One does not have to look far in today’s headlines to see the growing problem of totalitarianism in the West. For example, I note today that the French government has sought to ban discussion of same-sex marriage in Catholic schools. The triad of totalitarianism is complete in this one small story.

First, we have the attempt to prohibit discussion of the impending legalization of gay marriage. Second, we have the demand that any discussions be monitored and reported for possible unacceptable views. Third, we have the threat of coercion, concealed in the emphasis that Catholic schools in France provide education under contract to the State.

All of this is wrong, but what interests me most is the idea that the Church (or for that matter anyone else) somehow educates under a contract to the State. Of course, this may be the case technically under French law. A government which makes education mandatory under its own authority might think itself generous in allowing the use of Catholic schools to satisfy the relevant requirements. But in theory, the idea that the State is the font of education for its citizens is simply wrong.

Plato, when in the mood for a philosopher king, may have been sympathetic, but Aristotle put the matter succinctly when he said: “All men by nature desire to know.” The innate human thirst for knowledge, which is good in itself, is the engine which drives education.
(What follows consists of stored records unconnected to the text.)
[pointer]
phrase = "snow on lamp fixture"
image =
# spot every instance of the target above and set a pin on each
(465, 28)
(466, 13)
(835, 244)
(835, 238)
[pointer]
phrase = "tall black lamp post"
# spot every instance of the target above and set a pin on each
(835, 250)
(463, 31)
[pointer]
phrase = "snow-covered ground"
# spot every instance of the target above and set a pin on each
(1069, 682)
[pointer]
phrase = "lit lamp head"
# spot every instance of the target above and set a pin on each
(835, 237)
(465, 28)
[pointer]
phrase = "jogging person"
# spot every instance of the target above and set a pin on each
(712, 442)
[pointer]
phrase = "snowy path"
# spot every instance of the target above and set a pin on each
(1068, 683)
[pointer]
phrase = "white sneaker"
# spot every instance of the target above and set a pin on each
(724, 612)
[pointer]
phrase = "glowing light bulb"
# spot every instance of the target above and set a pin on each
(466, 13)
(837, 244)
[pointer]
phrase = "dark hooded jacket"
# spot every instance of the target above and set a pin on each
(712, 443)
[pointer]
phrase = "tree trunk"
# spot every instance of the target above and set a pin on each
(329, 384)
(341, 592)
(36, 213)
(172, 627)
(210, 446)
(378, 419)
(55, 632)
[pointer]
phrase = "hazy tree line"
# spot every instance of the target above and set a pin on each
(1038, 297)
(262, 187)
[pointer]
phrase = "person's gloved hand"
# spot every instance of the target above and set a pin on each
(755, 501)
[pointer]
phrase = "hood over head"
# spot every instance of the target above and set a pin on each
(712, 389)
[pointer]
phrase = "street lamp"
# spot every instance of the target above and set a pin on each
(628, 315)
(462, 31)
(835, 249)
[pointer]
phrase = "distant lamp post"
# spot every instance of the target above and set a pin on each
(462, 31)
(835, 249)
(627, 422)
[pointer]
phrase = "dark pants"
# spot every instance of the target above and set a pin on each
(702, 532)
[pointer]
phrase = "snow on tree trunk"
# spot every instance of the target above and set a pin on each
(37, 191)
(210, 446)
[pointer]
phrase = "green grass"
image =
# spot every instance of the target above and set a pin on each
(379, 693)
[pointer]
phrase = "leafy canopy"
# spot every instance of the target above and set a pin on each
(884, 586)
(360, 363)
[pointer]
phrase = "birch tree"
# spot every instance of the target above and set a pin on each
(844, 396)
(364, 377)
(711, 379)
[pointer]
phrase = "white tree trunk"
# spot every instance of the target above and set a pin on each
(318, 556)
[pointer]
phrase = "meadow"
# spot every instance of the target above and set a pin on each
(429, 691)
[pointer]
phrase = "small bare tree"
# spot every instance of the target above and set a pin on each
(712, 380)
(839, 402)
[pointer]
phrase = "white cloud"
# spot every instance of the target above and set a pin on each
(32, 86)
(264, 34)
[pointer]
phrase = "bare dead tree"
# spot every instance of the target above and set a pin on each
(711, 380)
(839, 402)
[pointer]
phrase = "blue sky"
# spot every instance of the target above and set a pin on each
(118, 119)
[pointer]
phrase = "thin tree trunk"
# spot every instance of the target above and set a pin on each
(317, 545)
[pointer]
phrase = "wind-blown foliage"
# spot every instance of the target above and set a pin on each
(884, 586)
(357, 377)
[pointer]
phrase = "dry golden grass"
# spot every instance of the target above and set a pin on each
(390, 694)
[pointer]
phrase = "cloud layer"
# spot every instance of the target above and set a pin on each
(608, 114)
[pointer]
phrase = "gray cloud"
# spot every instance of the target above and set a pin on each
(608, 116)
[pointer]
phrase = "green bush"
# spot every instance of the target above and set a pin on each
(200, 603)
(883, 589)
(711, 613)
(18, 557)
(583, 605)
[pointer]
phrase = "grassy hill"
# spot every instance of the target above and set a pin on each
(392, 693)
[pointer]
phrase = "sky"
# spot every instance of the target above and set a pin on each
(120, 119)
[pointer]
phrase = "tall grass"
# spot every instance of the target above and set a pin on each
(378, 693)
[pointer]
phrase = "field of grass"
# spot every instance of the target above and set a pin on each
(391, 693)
All human societies respond to that thirst by organizing standard ways of gathering and imparting knowledge. There are certainly many other motives for learning, and government may sometimes act conveniently in this regard. But government has no more authority over knowledge than it has over hope, or goodness, or love.

Moreover, one very important realm of knowledge is moral knowledge, the knowledge of right and wrong. To permit the State to claim authority over this knowledge is to reduce morality to politics, which is to reduce it to power. This is a common error in the modern West, just as it has always been a very convenient error for those whose morality is determined by their self-interest. This is also one of the great temptations of those in positions of civil authority, a temptation that has been further rationalized by the concept of “reason of state”. In a broader political sense, it is a grave error which leads inevitably to totalitarianism.

To put the matter simply, it is impossible to attribute either authorship or control of moral knowledge to the State without making the State into God, ultimately unanswerable to anyone or anything. Unfortunately, like the citizens of the ancient Roman Empire, modern Westerners tend toward idolatry in their conception of the State.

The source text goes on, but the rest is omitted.